As “big data” becomes increasingly ubiquitous and important to a variety of organizations, many of the existing database systems and platforms have become too cumbersome to set up and maintain: On-site systems can be complex and difficult to scale; and other “big data” solutions require constant tuning and administrators with the knowledge on how to do so. Though these obstacles can be overcome, the cost of such solutions can be enormous – even to large and fiscally sound organizations. Let me take you on a journey …
Setting the Scene
Imagine an average looking office, with people milling about and computers droning and beeping noise in the background. You notice a bespectacled man, hunched over a pair of monitors blinking yellow and red with warning messages. The man is sweating profusely as he reads a message on his computer:
“Error, error. Insufficient system memory. Error, Error …”

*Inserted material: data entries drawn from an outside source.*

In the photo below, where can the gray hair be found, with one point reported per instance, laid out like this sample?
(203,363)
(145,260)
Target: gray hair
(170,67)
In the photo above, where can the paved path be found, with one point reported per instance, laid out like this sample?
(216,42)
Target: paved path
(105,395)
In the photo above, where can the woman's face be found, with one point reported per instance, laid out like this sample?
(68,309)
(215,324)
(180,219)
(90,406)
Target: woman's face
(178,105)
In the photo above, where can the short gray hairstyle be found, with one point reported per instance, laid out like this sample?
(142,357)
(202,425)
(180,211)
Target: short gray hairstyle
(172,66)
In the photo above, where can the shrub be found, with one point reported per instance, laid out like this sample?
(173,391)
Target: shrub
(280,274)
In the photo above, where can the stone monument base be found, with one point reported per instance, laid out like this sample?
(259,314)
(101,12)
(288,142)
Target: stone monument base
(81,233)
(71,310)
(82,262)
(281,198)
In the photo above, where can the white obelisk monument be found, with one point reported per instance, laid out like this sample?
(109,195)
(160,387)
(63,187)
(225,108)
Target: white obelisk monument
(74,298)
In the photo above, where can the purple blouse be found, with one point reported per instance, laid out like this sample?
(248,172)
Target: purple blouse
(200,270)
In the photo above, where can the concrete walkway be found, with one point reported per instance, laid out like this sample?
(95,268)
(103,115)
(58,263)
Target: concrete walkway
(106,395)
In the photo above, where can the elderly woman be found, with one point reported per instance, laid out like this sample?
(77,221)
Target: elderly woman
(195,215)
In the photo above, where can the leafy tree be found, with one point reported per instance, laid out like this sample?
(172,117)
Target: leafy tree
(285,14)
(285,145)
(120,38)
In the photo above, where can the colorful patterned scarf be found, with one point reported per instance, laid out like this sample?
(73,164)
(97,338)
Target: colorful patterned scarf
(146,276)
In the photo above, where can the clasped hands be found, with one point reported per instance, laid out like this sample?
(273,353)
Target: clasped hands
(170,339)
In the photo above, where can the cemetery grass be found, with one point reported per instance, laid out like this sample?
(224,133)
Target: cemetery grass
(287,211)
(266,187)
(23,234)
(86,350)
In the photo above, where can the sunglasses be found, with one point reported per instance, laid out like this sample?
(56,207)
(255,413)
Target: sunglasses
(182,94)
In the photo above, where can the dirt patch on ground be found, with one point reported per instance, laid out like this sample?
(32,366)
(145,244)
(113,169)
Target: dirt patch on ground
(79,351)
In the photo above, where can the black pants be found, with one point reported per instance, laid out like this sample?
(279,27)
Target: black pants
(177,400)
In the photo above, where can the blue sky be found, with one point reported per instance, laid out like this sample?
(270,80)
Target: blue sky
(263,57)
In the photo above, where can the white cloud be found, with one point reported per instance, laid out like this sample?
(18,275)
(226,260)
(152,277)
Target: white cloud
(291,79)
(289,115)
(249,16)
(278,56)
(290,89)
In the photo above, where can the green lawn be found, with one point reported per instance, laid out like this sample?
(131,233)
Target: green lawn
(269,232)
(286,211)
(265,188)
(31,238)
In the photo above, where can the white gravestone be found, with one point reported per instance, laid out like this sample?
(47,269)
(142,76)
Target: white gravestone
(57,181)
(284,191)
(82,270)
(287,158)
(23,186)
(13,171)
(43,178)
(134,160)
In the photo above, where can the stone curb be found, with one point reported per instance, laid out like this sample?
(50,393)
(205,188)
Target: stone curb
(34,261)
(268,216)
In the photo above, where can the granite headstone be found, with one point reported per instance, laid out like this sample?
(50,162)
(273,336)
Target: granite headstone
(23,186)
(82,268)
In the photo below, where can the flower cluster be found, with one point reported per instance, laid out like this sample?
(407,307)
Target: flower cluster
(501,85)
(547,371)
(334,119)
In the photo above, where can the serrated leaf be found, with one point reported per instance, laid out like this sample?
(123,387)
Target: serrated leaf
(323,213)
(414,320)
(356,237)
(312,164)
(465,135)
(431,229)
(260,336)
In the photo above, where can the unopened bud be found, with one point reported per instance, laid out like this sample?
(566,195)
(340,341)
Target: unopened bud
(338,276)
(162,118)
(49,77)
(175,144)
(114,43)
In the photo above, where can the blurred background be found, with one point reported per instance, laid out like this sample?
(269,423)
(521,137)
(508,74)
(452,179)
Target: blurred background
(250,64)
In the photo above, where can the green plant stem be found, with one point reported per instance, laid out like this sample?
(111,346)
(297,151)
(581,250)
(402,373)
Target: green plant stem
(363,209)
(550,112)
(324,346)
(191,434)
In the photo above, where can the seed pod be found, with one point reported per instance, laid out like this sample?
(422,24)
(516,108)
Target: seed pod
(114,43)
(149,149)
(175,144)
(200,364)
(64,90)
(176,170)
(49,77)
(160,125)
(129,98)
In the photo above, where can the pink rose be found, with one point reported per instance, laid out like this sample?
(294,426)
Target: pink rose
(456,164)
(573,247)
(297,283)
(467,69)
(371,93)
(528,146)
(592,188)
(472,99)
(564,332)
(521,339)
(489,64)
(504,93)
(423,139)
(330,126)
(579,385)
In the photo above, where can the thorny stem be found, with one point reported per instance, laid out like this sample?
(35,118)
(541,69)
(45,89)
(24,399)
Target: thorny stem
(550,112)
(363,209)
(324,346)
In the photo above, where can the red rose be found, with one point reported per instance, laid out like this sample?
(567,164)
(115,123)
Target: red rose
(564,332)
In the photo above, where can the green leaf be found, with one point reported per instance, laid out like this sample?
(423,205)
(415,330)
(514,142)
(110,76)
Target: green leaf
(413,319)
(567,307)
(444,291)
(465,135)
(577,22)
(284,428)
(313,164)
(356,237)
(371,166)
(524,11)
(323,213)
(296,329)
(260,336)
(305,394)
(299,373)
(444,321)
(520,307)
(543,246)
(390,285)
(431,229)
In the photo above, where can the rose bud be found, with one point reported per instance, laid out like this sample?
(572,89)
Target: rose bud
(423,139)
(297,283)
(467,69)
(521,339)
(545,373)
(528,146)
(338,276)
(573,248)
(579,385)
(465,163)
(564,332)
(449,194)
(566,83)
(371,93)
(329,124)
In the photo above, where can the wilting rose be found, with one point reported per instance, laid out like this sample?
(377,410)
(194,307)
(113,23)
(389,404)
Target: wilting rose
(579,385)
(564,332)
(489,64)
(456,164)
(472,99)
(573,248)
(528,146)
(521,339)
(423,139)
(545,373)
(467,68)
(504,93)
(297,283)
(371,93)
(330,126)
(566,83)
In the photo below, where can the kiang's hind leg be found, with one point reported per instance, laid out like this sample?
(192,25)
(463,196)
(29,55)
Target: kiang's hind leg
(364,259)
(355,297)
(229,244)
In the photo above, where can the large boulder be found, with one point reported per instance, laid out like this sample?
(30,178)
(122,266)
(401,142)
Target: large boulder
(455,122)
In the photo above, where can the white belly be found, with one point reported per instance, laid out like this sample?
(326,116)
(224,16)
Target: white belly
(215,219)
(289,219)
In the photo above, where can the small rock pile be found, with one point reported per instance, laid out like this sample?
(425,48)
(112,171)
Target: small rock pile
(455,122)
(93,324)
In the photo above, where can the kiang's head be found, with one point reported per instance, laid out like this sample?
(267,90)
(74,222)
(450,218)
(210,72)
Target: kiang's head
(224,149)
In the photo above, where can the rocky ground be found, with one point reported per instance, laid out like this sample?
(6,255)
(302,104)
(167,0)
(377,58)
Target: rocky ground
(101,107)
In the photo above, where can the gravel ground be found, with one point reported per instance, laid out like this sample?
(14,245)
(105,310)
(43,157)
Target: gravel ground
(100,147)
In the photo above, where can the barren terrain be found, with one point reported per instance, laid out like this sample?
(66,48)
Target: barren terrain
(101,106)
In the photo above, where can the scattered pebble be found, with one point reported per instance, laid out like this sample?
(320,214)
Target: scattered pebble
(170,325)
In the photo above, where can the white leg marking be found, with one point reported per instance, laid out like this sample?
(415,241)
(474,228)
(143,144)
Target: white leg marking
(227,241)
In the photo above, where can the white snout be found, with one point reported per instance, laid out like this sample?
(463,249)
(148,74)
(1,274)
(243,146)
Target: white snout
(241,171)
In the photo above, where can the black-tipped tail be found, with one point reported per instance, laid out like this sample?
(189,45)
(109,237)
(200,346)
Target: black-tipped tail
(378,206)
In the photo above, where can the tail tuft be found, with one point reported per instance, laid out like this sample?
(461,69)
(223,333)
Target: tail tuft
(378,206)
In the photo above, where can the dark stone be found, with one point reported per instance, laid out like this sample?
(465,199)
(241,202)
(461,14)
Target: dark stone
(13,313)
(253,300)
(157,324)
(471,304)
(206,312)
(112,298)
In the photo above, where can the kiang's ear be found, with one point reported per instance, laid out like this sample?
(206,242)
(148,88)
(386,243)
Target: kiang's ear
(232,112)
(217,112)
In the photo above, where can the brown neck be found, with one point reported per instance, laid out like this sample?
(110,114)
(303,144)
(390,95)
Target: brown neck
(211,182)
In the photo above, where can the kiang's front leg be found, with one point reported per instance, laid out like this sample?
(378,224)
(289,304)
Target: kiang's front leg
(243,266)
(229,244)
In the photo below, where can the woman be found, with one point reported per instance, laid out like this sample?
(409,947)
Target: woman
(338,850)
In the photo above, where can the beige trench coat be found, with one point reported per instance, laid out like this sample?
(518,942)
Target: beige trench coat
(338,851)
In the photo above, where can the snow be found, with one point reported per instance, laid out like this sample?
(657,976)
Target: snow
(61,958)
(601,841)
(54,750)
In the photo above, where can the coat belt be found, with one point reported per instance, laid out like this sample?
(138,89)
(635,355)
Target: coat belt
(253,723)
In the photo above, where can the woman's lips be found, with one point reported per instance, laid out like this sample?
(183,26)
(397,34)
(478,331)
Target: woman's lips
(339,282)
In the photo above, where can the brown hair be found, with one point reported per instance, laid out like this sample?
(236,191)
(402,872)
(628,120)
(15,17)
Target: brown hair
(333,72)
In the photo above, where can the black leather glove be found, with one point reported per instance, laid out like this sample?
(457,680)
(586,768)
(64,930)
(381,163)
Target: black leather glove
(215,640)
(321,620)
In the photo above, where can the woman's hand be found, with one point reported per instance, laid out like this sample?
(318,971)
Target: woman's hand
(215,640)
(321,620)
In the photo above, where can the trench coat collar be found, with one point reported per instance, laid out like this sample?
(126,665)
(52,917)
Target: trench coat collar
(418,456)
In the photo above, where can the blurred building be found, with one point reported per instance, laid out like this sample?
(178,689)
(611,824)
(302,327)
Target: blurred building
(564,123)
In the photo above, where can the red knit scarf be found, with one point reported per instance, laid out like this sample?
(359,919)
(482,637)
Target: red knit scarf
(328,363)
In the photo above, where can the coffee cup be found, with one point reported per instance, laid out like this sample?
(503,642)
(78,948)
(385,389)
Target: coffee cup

The man raises his arms to the sky in despair. The front door bursts open, and a cold breeze beckons in a vague figure, glowing in blue, who silently raises a FLAT PALM, blowing a cloud of Snowflakes onto the monitors. The yellow and red messages are now green, and the man leans back into his chair, smiling. All is right in the world. Birds chirp in the distance.
Okay, it’s not exactly like that, but it may feel like it with Snowflake.
Snowflake Explained
Snowflake is a cloud-based data warehouse that provides an unbounded platform for storing and retrieving data. Unlike traditional single-cluster shared-disk/shared-nothing architectures, Snowflake has as a multi-cluster, shared data architecture that is dynamic and highly scalable thanks to enterprise class cloud-based storage systems. These multiple clusters all access the same underlying data, but they run independently and without contention, enabling heavy queries and operations to run simultaneously without issue.
As is tradition, security is probably of the utmost importance to you and your business. Snowflake automatically encrypts all data. In fact, unencrypted data isn’t allowed whatsoever – so don’t even try it, okay pal? Multi-factor authentication and federated authentication are both available. Snowflake offers granular access control on all objects and actions. This means all communications between users and the database are encrypted, and access control auditing exists on everything from data objects to actions within the database itself.
Snowflake goes the distance for its clients, using third-party certification and validation to ensure security standards like HIPAA are met. Basically, you don’t have to worry about anything. Sounds pretty great, doesn’t it? Simply put, just load data into Snowflake and query that data – and they’ll do all the rest. It’s really that simple. Now that I have your attention, let’s cover some of the basic concepts of Snowflake.
Good Ol’ SQL
Snowflake is fundamentally built to be a complete SQL database. It is a columnar-stored relational database and works well with Tableau, Excel and many other tools familiar to end users. Snowflake has its own query tool, supports role-based security, multi-statement transactions, full DML, windowing functions and everything else expected in a SQL database. It’s the SQL you know and love – be gone, lesser-than imitators!
Easy Like Sunday Morning
Snowflake requires zero management from the end user, in stark contrast to traditional database systems. There are no knobs to turn, indexes to tune, partitions to build – Snowflake handles all of this for you automatically. This simplifies workflow allows users to simply load their data and run queries. You don’t have to have an army of resource-hogging database administrators constantly monitoring and tuning query performance and hardware.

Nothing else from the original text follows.